20.2.11

European Human Rights Court - the UK response


We've seen the UK push back on the European Convention on Human Rights and question compliance with the rulings of the European Court of Human Rights - notably over prisoner voting rights - so what happens next.

Some may say this is another example of the UK being dictated over by Europe while others - notably European Court Judges - say the UK is being dictatorial by not wishing to comply with the dictats of the pan-European justice system.

Justice Secretary Ken Clarke today hinted at what might turn out to be the neatest solution namely, reform the bits we don't like. From what he was saying to Andrew Marr, he sees the UK's turn at taking over the Chair of the Council of Europe later this year as providing a good opportunity to pay the Human Rights Court a visit and do some rearranging. His approach would not be to change the law itself but to address the way it gets implemented and by whom. So read between the lines and - if the UK gets its way - it could engineer some great procedural protocols to get around some of the human rights rulngs that are too 'right on' for the UK's liking.

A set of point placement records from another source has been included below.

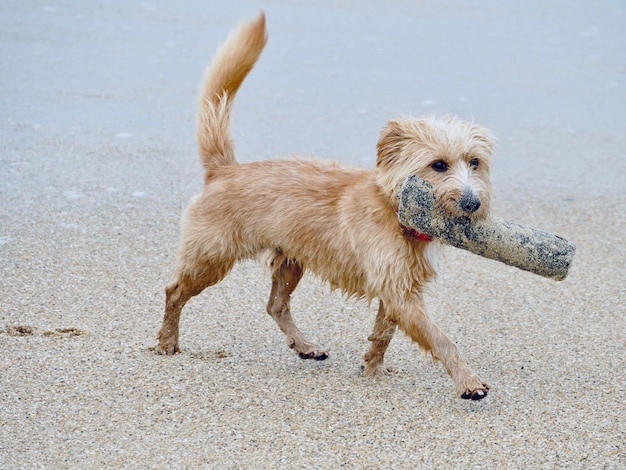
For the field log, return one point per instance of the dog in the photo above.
(339, 223)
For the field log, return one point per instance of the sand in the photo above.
(97, 160)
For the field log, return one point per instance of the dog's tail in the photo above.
(233, 61)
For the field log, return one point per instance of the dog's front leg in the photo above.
(412, 318)
(384, 329)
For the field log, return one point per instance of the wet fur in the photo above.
(339, 223)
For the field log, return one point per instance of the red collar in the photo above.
(411, 232)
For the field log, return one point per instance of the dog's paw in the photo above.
(377, 371)
(476, 394)
(317, 355)
(168, 349)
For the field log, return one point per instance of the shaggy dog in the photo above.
(339, 223)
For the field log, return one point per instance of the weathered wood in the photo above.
(542, 253)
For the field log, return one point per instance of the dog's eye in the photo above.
(439, 166)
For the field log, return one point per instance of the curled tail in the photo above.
(233, 61)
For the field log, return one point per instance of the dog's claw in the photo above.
(475, 395)
(313, 355)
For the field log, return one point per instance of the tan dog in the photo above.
(337, 222)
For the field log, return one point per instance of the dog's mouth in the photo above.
(466, 204)
(469, 203)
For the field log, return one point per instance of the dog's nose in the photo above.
(469, 202)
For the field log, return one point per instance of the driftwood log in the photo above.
(532, 250)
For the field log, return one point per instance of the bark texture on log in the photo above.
(539, 252)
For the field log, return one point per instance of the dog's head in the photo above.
(452, 154)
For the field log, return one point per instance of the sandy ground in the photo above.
(97, 160)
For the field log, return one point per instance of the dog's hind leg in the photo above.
(412, 318)
(179, 291)
(286, 274)
(384, 329)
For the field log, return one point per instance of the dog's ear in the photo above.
(389, 143)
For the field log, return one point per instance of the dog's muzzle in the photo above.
(469, 202)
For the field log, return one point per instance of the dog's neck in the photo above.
(408, 231)
(411, 232)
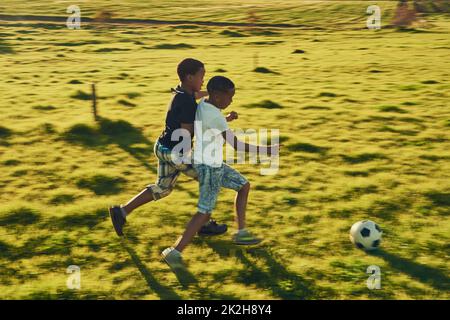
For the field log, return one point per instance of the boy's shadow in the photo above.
(283, 283)
(165, 293)
(185, 278)
(425, 274)
(118, 132)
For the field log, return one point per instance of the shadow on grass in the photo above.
(101, 184)
(280, 281)
(107, 132)
(163, 292)
(121, 133)
(20, 217)
(428, 275)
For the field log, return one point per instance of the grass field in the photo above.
(364, 116)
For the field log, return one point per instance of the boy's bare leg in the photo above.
(197, 221)
(143, 197)
(241, 205)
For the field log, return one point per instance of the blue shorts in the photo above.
(211, 179)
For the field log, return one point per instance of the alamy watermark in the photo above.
(74, 20)
(74, 279)
(374, 21)
(209, 147)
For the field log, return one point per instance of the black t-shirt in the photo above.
(181, 109)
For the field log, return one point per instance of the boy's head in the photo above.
(191, 73)
(221, 91)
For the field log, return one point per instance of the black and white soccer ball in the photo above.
(366, 235)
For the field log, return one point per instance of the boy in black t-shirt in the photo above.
(180, 115)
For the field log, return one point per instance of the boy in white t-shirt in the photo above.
(211, 130)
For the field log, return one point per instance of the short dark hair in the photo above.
(188, 66)
(219, 83)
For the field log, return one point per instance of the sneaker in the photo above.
(245, 238)
(173, 258)
(117, 219)
(211, 228)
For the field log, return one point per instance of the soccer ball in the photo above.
(366, 235)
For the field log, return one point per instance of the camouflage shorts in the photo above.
(168, 172)
(211, 180)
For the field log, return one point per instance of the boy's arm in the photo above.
(200, 94)
(231, 138)
(190, 128)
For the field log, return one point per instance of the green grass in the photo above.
(363, 120)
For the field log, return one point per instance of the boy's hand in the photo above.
(232, 116)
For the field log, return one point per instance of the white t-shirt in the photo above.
(208, 127)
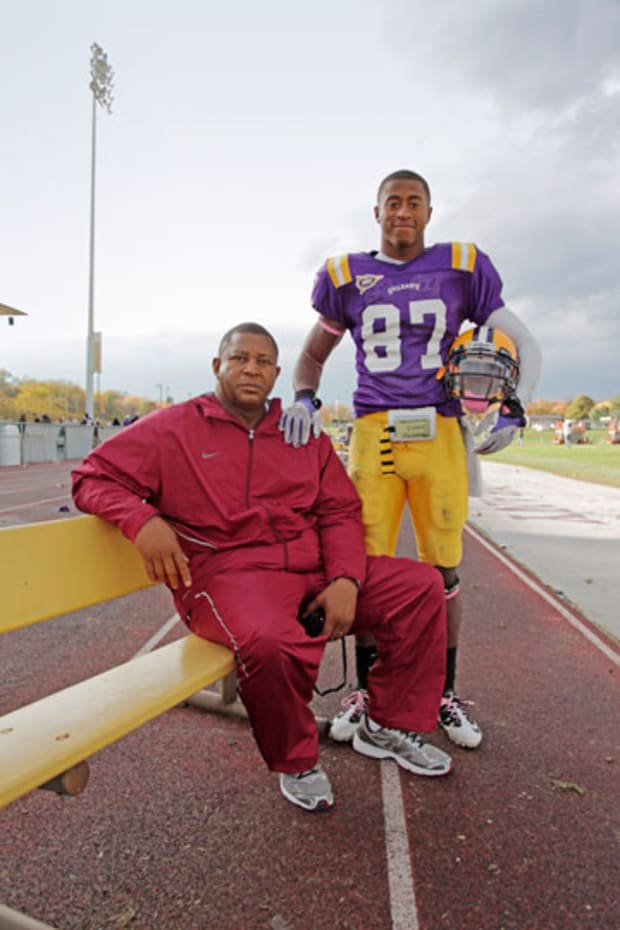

While its not a European Human Rights Court case as such there is a ruling in the pipeline from the European Court of Justice which on the 1 March is expected to hand down its decision on the issue of gender discrimination as applied to pricing differentials in the financial services and insurance sector. It will be interesting to see how that goes down at a country level given that the implications of the case would force all of Europe' insurers to offer gender neutral pricing.

The UK has - belatedly - woken up to the impact of human rights law and now wants to rewrite the rules.